🥀🥀🥀
Tiara mengikuti Dante kembali ke studio di perusahaan itu. Lola menghampirinya setelan wanita itu masuk. Di tangan Lola terdapat sebuah dress merah yang sama persis seperti pakaian yang malam itu digunakan Tiara, di hari pertama ia berhubungan bersama Dante.
Dress itu membuat memori Tiara meluap di benaknya, kedua bola mata membesar kaget menatap dress yang berada di gantungan baju yang dipegang Lola. Asisten Tiara itu tidak tahu kalau itu salah satu sampah di masa lalu yang membuat memorinya berkelana ke masa lalu.
“Sepertinya dress itu cocok untukmu,” kata Dante yang baru duduk di bangku, di sudut ruangan dengan gelagat santai.
“Kamu sedang menghinaku?

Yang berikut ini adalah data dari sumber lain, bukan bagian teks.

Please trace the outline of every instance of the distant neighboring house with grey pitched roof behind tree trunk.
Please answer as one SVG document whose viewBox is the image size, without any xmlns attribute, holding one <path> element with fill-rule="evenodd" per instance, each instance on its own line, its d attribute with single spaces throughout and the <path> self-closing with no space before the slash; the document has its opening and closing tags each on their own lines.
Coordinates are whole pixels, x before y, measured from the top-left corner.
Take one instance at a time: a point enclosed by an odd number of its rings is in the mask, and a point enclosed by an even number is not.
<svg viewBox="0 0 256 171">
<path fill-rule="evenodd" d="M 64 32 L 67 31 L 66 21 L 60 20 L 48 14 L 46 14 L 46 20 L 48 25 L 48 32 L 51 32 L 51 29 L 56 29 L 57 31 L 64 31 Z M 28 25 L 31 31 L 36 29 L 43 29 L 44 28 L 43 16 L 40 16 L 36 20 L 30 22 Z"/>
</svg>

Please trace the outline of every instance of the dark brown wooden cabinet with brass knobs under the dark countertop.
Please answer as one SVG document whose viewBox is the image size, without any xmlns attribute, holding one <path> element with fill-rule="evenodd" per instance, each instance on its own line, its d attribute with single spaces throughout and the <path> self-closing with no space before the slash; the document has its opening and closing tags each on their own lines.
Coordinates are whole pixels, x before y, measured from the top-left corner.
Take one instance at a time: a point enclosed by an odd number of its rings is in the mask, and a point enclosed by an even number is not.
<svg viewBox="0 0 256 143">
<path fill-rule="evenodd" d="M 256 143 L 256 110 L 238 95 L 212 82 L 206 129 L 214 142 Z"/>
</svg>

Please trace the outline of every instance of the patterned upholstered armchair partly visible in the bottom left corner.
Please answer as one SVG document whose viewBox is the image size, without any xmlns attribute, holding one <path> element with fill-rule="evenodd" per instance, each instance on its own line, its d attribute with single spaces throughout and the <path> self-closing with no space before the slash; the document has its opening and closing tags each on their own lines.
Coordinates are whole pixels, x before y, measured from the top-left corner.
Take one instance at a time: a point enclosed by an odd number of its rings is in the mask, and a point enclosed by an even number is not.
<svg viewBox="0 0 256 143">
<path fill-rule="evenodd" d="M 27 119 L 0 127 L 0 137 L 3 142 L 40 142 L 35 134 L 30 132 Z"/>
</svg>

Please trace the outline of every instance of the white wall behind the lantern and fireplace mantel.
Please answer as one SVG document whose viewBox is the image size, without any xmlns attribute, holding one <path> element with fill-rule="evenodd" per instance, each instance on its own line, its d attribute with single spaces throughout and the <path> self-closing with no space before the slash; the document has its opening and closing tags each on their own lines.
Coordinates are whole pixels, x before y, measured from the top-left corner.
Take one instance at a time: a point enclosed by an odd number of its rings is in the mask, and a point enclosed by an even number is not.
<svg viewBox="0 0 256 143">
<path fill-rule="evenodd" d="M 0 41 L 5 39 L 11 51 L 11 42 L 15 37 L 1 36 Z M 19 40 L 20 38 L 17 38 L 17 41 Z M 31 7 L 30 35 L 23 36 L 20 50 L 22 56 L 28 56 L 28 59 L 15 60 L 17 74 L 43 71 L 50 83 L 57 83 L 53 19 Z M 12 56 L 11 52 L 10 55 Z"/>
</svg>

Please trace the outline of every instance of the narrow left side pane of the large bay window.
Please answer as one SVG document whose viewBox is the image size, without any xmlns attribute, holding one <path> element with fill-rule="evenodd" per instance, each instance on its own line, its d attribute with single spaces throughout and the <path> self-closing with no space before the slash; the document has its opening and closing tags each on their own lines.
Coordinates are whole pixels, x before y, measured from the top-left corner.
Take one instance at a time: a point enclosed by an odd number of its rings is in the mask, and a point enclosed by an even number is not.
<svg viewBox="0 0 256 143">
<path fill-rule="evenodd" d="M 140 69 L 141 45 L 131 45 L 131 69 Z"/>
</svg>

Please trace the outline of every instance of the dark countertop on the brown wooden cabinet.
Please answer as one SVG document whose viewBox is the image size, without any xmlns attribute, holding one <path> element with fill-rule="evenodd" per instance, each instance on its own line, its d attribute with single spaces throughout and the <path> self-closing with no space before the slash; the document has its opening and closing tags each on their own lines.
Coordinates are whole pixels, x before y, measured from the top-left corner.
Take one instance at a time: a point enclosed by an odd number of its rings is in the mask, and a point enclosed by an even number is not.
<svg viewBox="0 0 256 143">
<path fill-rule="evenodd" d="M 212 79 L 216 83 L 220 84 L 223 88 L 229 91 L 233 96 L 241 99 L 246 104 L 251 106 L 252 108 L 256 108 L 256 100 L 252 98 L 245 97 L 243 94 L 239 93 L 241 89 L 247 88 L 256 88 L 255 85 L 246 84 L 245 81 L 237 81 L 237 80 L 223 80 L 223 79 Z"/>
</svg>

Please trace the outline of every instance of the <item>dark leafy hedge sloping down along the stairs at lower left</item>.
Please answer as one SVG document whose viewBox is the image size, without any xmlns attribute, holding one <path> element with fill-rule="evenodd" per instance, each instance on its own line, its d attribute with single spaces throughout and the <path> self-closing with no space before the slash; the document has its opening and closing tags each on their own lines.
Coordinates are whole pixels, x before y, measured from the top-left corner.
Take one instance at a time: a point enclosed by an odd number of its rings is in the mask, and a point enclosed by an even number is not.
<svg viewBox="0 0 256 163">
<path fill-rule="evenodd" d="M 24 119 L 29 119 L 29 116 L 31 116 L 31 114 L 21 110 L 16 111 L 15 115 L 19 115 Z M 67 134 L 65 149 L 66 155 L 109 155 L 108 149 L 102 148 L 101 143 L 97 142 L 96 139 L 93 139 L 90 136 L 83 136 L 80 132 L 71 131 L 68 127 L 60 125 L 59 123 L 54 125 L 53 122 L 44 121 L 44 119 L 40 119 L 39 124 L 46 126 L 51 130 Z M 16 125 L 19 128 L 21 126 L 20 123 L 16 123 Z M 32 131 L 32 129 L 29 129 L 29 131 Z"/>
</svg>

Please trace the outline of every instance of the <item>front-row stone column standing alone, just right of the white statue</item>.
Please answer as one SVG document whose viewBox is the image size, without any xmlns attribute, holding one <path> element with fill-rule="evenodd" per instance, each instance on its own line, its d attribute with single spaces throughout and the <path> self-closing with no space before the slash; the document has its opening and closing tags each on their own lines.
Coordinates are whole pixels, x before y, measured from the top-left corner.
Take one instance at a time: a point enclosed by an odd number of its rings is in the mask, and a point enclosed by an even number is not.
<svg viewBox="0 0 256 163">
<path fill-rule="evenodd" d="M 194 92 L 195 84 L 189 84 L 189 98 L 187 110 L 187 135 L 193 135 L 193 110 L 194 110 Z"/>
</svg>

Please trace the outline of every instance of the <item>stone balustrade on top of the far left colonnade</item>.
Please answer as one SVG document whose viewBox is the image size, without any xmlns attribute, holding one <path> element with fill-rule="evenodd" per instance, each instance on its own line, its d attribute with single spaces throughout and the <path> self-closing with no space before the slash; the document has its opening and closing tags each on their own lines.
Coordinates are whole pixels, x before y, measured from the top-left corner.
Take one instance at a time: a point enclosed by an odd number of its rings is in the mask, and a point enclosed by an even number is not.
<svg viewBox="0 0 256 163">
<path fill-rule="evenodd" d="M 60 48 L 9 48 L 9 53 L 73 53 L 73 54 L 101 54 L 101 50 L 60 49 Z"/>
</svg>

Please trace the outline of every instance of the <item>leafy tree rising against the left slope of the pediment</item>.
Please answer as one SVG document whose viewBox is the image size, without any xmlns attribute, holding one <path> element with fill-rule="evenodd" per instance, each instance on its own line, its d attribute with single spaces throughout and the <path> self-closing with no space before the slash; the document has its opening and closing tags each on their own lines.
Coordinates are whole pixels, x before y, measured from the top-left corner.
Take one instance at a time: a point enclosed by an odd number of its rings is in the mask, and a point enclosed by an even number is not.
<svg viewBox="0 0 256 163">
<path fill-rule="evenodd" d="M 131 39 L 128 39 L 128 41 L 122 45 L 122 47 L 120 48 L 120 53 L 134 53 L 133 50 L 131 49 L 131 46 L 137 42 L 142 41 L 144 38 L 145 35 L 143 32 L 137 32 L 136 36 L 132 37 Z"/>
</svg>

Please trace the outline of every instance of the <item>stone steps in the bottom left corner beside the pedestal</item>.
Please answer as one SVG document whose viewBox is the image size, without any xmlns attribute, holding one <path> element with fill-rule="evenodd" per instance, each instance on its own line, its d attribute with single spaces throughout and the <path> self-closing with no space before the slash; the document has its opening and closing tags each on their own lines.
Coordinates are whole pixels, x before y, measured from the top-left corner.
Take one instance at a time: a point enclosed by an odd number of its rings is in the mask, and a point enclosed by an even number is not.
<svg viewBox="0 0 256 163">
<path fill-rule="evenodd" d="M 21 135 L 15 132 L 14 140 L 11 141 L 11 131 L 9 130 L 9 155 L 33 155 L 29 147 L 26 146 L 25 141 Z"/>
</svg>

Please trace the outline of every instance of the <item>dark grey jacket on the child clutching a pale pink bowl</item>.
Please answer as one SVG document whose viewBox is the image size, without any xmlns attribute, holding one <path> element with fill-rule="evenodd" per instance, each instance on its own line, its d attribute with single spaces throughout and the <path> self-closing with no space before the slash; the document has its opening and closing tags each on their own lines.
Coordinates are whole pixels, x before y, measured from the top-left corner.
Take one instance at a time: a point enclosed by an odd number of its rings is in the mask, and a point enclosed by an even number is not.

Aku tidak menyukainya. Jangankan untuk dipakai, melihatnya saja aku sudah jijik,” ujar Tiara, sedikit terbawa emosi sampai lupa harus bersikap tenang.
“Tenang, Mbak,” tahan Lola dengan suara kecil.
Tiara meraih dress di tangan Lola dan melemparnya ke tong sampah yang ada di samping pintu.
“Saya sudah peringatkan Anda untuk tidak membuat saya muak. Jika begini, saya tidak bisa bekerjasama dengan Anda Pak Dante. Tenang, saya akan memberikan uang sebagai kompensasi.
Tiara keluar dari ruangan itu bersama kecamuk marah. Lola mengikutinya dari belakang dan memanggilnya beberapa kali untuk membujuknya tidak memutuskan kontrak kerja karena kompensasi yang diberikan cukup besar.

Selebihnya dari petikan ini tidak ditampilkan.